Le français Mandrakesoft et trois autres éditeurs Linux dans le monde, le brésilien Conectiva, le japonais Turbolinux et l'américain Progeny, se sont réunis à travers le Linux Core Consortium (LCC) afin de créer une implémentation commune de la LSB 2.0 (Linux Standard Base). La LSB 2.0 vise à proposer une plate-forme commune et compatible pour toutes les applications certifiées.

Si en théorie, les logiciels Linux sont compatibles avec les différentes distributions du marché, dans les faits ce n'est pas toujours le cas (même s'il est toujours possible de les exploiter). La LSB 2.0 servira de plate-forme commune aux quatre entreprises, et à celles qui y adhéreront, afin de garantir une parfaite compatibilité des applications avec la distribution qui l'exploitera.

Les premières distributions LSB 2.0 verront le jour en 2005. Il s'agit de Conectiva Enterprise Server (deuxième trimestre 2005), Mandrakesoft Corporate Server (deuxième trimestre), Progeny Componentized Linux (premier trimestre), Turbolinux Enterprise Server 10 (premier trimestre).
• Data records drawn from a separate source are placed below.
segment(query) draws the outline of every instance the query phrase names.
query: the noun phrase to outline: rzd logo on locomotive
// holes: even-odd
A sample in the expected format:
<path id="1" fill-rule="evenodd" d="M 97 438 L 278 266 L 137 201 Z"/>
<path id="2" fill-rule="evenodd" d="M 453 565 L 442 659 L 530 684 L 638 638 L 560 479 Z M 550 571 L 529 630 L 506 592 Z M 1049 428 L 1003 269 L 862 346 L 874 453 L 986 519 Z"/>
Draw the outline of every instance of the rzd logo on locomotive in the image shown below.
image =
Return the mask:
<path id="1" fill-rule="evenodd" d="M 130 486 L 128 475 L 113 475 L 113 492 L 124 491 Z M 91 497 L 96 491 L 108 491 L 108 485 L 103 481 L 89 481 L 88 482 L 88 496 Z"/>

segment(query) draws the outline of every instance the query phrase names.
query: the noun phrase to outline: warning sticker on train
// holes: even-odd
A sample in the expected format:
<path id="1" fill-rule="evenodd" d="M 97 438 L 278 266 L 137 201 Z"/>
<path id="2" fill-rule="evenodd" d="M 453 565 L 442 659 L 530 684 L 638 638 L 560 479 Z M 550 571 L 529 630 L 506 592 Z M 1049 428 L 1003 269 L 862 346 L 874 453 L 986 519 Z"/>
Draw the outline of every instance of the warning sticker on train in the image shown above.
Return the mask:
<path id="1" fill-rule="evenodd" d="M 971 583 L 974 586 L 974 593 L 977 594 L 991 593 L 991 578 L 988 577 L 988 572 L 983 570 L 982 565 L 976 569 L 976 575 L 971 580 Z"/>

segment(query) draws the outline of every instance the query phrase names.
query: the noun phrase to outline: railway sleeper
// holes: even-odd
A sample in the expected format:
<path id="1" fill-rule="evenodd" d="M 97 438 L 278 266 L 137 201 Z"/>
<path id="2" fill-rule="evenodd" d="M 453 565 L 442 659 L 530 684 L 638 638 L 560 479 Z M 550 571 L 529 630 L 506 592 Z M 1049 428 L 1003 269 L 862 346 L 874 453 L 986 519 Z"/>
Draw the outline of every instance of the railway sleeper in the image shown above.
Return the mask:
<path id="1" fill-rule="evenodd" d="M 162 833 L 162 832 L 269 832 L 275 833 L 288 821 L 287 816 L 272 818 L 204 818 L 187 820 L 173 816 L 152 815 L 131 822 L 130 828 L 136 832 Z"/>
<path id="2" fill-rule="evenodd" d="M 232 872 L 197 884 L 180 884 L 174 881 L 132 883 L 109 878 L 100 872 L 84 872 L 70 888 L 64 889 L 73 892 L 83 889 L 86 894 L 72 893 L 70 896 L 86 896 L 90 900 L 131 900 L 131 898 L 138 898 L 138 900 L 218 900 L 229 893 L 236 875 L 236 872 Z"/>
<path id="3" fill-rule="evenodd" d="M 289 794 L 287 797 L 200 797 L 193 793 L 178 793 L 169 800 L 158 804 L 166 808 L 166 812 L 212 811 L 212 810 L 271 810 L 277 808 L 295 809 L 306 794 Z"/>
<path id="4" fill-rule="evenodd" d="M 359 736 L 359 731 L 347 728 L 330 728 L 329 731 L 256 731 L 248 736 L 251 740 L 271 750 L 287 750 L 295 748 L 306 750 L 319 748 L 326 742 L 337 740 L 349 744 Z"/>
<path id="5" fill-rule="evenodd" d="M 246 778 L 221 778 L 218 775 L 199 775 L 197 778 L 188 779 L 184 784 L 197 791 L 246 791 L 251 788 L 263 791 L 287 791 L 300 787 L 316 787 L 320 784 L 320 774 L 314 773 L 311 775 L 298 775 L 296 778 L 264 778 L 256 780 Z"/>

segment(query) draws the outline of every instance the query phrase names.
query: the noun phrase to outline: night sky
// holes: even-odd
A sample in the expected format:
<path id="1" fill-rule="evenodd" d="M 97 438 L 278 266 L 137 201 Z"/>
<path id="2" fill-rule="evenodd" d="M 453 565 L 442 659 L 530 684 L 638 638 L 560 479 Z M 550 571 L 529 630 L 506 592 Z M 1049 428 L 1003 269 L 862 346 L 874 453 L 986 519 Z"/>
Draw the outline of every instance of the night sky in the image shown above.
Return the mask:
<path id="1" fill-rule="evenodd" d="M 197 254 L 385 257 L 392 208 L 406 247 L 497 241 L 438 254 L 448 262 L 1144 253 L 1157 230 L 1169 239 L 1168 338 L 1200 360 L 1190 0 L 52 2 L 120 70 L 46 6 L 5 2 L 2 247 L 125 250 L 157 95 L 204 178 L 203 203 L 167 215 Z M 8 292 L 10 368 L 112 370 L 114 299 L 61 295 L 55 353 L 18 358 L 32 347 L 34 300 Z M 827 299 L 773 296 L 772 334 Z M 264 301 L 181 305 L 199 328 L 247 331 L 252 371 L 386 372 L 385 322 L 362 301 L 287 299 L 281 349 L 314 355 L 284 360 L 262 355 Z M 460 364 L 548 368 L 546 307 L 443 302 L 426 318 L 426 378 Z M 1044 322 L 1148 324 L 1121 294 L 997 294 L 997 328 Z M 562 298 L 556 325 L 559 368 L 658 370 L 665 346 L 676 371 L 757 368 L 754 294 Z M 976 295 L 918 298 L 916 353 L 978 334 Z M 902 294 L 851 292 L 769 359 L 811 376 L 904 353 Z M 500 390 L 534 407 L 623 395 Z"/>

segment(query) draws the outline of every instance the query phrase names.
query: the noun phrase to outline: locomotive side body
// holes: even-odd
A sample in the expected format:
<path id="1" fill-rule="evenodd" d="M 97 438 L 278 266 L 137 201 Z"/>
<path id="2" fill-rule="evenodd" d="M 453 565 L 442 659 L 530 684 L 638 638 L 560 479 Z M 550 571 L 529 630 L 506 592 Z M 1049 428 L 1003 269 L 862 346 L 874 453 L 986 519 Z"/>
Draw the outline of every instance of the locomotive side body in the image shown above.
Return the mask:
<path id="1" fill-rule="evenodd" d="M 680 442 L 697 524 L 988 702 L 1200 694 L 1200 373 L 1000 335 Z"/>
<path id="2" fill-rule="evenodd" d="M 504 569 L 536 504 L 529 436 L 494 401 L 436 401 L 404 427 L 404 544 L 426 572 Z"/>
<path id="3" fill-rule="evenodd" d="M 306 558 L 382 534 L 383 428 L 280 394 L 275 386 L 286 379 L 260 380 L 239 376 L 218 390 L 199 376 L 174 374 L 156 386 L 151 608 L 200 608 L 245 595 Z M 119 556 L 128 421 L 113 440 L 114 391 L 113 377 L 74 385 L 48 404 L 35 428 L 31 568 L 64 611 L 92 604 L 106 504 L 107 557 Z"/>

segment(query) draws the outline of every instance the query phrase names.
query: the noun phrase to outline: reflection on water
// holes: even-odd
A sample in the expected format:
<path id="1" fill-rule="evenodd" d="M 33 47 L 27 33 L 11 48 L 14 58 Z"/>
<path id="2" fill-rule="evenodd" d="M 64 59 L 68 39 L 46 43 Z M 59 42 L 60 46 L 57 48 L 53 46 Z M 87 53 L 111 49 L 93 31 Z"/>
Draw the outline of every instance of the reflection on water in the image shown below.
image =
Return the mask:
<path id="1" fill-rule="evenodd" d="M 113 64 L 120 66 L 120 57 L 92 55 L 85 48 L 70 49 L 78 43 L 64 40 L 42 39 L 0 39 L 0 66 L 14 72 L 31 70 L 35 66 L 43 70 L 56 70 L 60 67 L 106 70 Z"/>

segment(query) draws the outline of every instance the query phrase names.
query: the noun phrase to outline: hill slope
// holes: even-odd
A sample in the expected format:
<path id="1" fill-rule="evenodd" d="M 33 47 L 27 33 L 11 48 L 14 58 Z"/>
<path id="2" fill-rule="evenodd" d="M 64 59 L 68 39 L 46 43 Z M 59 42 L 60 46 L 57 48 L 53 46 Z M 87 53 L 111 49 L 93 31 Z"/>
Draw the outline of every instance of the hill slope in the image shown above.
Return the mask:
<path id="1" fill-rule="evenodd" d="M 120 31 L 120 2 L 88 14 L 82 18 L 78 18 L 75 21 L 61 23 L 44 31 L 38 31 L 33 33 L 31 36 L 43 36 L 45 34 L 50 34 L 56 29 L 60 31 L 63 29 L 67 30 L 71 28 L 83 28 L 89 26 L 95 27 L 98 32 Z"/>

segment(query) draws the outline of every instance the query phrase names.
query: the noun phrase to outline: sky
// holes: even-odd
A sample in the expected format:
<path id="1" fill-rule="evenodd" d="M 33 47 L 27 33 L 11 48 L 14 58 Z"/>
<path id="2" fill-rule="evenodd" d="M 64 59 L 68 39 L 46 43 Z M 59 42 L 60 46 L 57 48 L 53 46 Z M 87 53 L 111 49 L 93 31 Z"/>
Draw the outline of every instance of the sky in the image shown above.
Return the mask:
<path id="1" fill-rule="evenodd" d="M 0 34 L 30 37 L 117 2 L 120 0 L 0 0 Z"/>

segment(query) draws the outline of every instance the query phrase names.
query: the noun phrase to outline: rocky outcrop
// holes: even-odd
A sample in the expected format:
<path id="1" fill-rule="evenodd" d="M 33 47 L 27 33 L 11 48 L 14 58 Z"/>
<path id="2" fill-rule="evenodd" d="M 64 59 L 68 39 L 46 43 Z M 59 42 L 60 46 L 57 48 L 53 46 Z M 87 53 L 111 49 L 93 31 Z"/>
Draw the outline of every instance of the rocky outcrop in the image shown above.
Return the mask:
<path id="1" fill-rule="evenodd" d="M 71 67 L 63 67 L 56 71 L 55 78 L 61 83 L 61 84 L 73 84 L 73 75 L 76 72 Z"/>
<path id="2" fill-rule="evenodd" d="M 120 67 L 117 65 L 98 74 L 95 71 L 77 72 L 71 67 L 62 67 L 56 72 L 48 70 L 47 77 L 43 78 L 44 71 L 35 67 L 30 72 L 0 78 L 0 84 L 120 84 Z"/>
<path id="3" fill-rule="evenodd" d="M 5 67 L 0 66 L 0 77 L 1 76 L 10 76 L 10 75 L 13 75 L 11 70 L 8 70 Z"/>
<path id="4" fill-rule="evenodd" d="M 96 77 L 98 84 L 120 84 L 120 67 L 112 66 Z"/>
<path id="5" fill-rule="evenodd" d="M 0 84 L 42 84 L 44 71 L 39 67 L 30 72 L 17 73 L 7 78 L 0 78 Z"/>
Selon Mandrakesoft, l'initiative de la LCC bénéficie du soutien d'acteurs majeurs comme le Free Standards Group, HP, Sun Microsystems ainsi que Novell et RedHat.

On peut cependant s'étonner que ces deux derniers éditeurs Linux n'intègrent pas le LCC. "Il n'y a aucune obligation d'adhésion au LCC pour proposer des logiciels certifiés LSB 2.0", explique-t-on du côté de Mandrakesoft. RedHat et Novell conservent donc leur stratégie de développer leur propre distribution Linux tout en se réservant le choix de garantir la compatibilité de leurs applications avec la LSB 2.0.

Sujet à débat

Le choix de la LSB 2.0 est cependant sujet à débat. Notamment dans le choix de certains outils comme la version du compilateur C++ GCC. Certaines personnalités du monde du libre, dont Alan Coxx, développeur du noyau Linux avec Linus Torvalds, reproche justement le côté "propriétaire" de cette initiative engagée indépendamment du reste de la communauté du libre et qui risque de réduire les possibilités de développement d'un environnement qui, par défaut, se veut ouvert.

"Il ne s'agit pas de réduire les possibilités mais d'avoir un certain nombre d'applications dont le fonctionnement sera garanti", répond-on du côté de Mandrakesoft qui ajoute que rien n'empêchera la LSB d'évoluer avec les nouvelles versions des outils qu'elle intègre. La création d'un standard commun à tous est un thème récurent au sein de la communauté du libre.

Le projet du LCC n'est d'ailleurs pas sans rappeler UnitedLinux fondé en 2002 par Suse, SCO et, déjà, Conectiva et Turbolinux, mais aujourd'hui au point mort. Pour Mandrakesoft, ce projet de proposer une distribution standard était trop ambitieux et expliquerait son échec. En se limitant à une plate-forme de compatibilité commune et non pas une distribution à part entière, le projet du LCC aurait plus de chance de succès.